Although, at 80 GPa, the Young's modulus of our nanotube composite fibres near failure strain is almost an order of magnitude less than that of high-performance graphite fibres or of individual SWNTs10,11, it is double that of previously described coagulation-spun SWNT fibres5 and equal to that of directly synthesized 20-cm SWNT strands12, which have a strength of about 1.2 GPa and low toughness. Normalized for density, the Young's modulus and tensile strength of our fibres are more than twice the corresponding values for steel wire3, and our fibres are around 20 times as tough. This combination of high strength and high strain at break is not found for other reported nanotube composites13.

The elongation required for toughness is realized because of the absence of measurable fibre necking during deformation. This stability suggests that the strain rate should be roughly linearly dependent on the applied stress (newtonian flow), which we confirmed by stress–strain measurements (see supplementary information). Scanning electron micrographs reveal that the largely amorphous polyvinyl alcohol forms a coating on the nanotubes (results not shown), providing an important interphase region. The toughness of spider silk arises from chain extension in amorphous regions between relatively rigid crystalline protein blocks1, and amorphous polyvinyl alcohol between SWNTs may serve a similar function in our composite fibres. Slippage between individual nanotubes within bundles might also contribute to toughness.

We used our spun nanotube fibres to make supercapacitors and wove them into textiles (Fig. 2). Promising electronic-textile applications for these fibres, which are easy to weave and sew, include distributed sensors, electronic interconnects, electromagnetic shields, antennas and batteries.

Figure 2: Photograph of a textile containing two nanotube-fibre supercapacitors woven in orthogonal directions.
figure 2

Two nanotube composite fibres were separately coated with electrolyte by dipping in aqueous polyvinyl alcohol/phosphoric acid (19% phosphoric acid and 4% polyvinyl alcohol by weight), twisted together and then recoated with electrolyte.

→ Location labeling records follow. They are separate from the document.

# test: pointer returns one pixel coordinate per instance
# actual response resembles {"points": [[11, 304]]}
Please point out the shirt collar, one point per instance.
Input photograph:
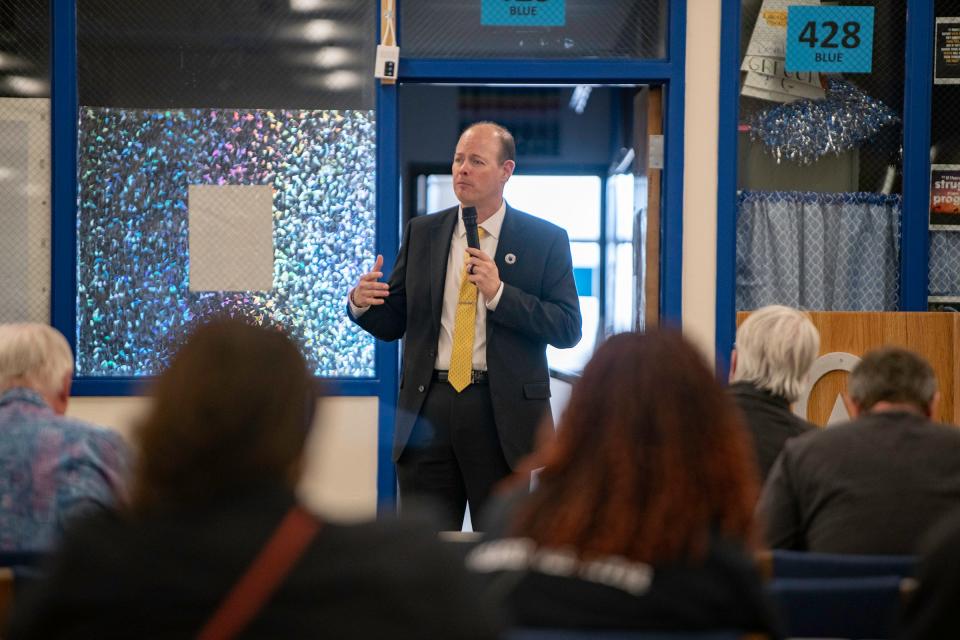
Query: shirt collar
{"points": [[491, 225], [22, 394]]}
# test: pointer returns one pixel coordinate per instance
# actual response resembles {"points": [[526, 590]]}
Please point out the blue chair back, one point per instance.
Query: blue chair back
{"points": [[804, 564], [862, 607], [605, 634]]}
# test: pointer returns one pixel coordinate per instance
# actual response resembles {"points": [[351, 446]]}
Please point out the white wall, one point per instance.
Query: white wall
{"points": [[700, 173]]}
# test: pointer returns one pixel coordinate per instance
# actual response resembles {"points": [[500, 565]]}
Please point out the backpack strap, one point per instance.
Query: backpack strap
{"points": [[268, 570]]}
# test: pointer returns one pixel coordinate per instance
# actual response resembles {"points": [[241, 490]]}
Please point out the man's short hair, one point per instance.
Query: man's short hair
{"points": [[508, 148], [892, 374], [33, 355], [776, 347]]}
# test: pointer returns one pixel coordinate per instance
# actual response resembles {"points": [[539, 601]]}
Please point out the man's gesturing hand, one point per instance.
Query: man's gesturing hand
{"points": [[484, 273], [368, 290]]}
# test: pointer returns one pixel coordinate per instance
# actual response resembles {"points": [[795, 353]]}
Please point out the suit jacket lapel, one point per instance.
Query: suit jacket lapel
{"points": [[511, 234], [509, 243], [441, 235]]}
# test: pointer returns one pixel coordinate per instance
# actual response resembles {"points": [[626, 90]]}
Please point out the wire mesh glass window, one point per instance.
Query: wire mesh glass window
{"points": [[183, 102], [944, 257], [819, 169], [572, 29], [24, 161]]}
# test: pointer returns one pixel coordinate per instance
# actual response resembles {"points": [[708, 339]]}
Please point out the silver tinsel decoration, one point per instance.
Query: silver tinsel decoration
{"points": [[805, 130]]}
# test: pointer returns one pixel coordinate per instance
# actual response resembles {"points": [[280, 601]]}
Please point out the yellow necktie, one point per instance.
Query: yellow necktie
{"points": [[464, 326]]}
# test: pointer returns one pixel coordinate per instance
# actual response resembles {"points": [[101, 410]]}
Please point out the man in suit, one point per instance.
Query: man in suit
{"points": [[471, 400], [875, 485]]}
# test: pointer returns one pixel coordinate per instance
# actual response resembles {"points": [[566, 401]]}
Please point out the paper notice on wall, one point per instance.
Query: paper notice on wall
{"points": [[769, 37], [766, 77], [780, 89]]}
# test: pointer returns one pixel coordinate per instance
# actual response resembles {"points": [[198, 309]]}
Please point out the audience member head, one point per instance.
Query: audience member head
{"points": [[776, 347], [649, 459], [892, 379], [231, 413], [36, 356]]}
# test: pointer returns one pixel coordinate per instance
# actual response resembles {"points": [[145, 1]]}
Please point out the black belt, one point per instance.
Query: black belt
{"points": [[476, 377]]}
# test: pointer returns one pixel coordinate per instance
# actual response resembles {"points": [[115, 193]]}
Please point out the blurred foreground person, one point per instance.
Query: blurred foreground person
{"points": [[876, 484], [215, 544], [642, 514], [931, 612], [776, 347], [52, 468]]}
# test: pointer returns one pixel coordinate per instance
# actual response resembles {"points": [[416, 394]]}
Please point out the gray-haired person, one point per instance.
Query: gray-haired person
{"points": [[776, 347], [874, 485], [52, 467]]}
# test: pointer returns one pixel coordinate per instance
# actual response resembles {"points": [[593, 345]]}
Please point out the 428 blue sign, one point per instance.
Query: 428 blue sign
{"points": [[830, 39]]}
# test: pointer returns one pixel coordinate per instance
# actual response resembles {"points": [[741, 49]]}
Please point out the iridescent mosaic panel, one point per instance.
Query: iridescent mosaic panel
{"points": [[133, 296]]}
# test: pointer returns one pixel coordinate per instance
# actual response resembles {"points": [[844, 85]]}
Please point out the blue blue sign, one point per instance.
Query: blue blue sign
{"points": [[829, 38], [523, 13]]}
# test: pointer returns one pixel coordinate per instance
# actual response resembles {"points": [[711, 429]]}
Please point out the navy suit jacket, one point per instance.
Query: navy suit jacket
{"points": [[539, 306]]}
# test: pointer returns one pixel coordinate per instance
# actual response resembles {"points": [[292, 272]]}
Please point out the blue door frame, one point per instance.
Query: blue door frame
{"points": [[668, 72], [914, 240]]}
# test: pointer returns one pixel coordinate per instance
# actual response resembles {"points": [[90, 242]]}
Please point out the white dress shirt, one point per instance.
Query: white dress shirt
{"points": [[451, 291]]}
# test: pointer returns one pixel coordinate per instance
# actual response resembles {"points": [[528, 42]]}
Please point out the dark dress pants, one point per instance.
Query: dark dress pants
{"points": [[453, 457]]}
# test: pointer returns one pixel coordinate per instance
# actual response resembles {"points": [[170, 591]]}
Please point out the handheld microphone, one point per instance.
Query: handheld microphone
{"points": [[470, 224]]}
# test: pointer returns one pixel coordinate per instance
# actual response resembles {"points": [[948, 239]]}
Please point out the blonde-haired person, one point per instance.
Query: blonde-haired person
{"points": [[776, 347], [52, 468]]}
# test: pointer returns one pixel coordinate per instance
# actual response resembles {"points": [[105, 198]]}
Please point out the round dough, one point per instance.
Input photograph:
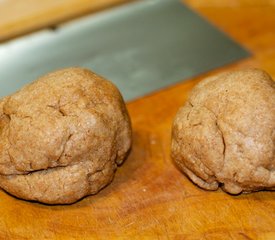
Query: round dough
{"points": [[62, 137], [224, 135]]}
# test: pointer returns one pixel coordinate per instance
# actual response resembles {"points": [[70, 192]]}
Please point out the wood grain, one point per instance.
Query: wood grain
{"points": [[149, 198]]}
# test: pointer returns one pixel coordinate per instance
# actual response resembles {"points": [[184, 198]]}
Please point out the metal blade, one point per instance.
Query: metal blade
{"points": [[141, 47]]}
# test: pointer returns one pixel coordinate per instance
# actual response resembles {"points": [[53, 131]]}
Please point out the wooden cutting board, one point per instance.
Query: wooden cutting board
{"points": [[149, 197]]}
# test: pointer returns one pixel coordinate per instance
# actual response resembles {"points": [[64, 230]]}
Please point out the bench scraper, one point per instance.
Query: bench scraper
{"points": [[141, 46]]}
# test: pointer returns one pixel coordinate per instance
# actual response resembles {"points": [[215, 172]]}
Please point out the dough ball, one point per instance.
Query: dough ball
{"points": [[62, 137], [224, 135]]}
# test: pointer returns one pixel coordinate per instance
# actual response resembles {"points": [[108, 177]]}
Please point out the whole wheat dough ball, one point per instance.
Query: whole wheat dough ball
{"points": [[62, 137], [224, 135]]}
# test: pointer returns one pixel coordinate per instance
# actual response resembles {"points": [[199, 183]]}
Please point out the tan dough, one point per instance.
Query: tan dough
{"points": [[224, 135], [62, 137]]}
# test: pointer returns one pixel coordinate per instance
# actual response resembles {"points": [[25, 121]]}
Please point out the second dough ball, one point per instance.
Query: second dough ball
{"points": [[224, 135], [62, 137]]}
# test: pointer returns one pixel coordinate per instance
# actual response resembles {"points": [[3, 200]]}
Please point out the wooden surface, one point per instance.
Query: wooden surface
{"points": [[149, 197]]}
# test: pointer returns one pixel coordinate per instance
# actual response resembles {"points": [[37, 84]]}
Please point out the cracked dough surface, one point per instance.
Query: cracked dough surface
{"points": [[224, 135], [62, 137]]}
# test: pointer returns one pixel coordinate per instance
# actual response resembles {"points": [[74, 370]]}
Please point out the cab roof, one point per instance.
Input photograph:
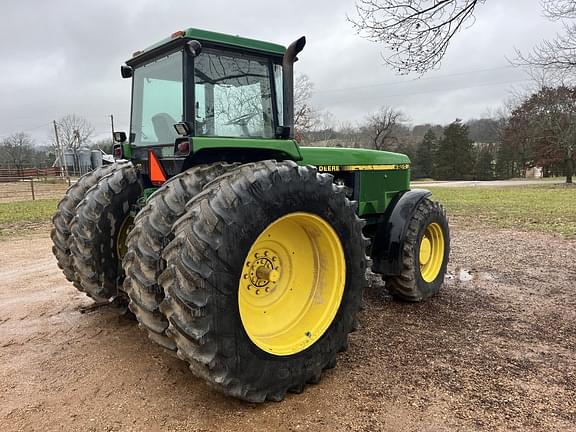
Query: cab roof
{"points": [[218, 39]]}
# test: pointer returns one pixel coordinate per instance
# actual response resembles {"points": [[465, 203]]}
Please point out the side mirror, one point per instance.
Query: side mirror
{"points": [[126, 71], [120, 137], [183, 128], [194, 47], [282, 132]]}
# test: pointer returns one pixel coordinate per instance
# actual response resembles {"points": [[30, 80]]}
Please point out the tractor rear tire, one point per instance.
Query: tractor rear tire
{"points": [[99, 230], [152, 231], [64, 215], [220, 280], [425, 254]]}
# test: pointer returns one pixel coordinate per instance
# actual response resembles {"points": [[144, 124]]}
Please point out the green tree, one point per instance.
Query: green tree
{"points": [[454, 158], [423, 159]]}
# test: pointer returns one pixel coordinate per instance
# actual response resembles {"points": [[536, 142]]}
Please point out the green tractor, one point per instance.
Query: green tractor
{"points": [[234, 247]]}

This fibre supercapacitor (diameter, 100 µm) provides a capacitance (5 F g−1) and energy-storage density (0.6 W h kg−1 at 1 V) that are comparable to those of large commercial supercapacitors; performance was unchanged over the measured 1,200 charge–discharge cycles. The helically wound nanotube fibres are separated at the capacitor ends so that electrical connections can be made. Scale bar, 1 cm.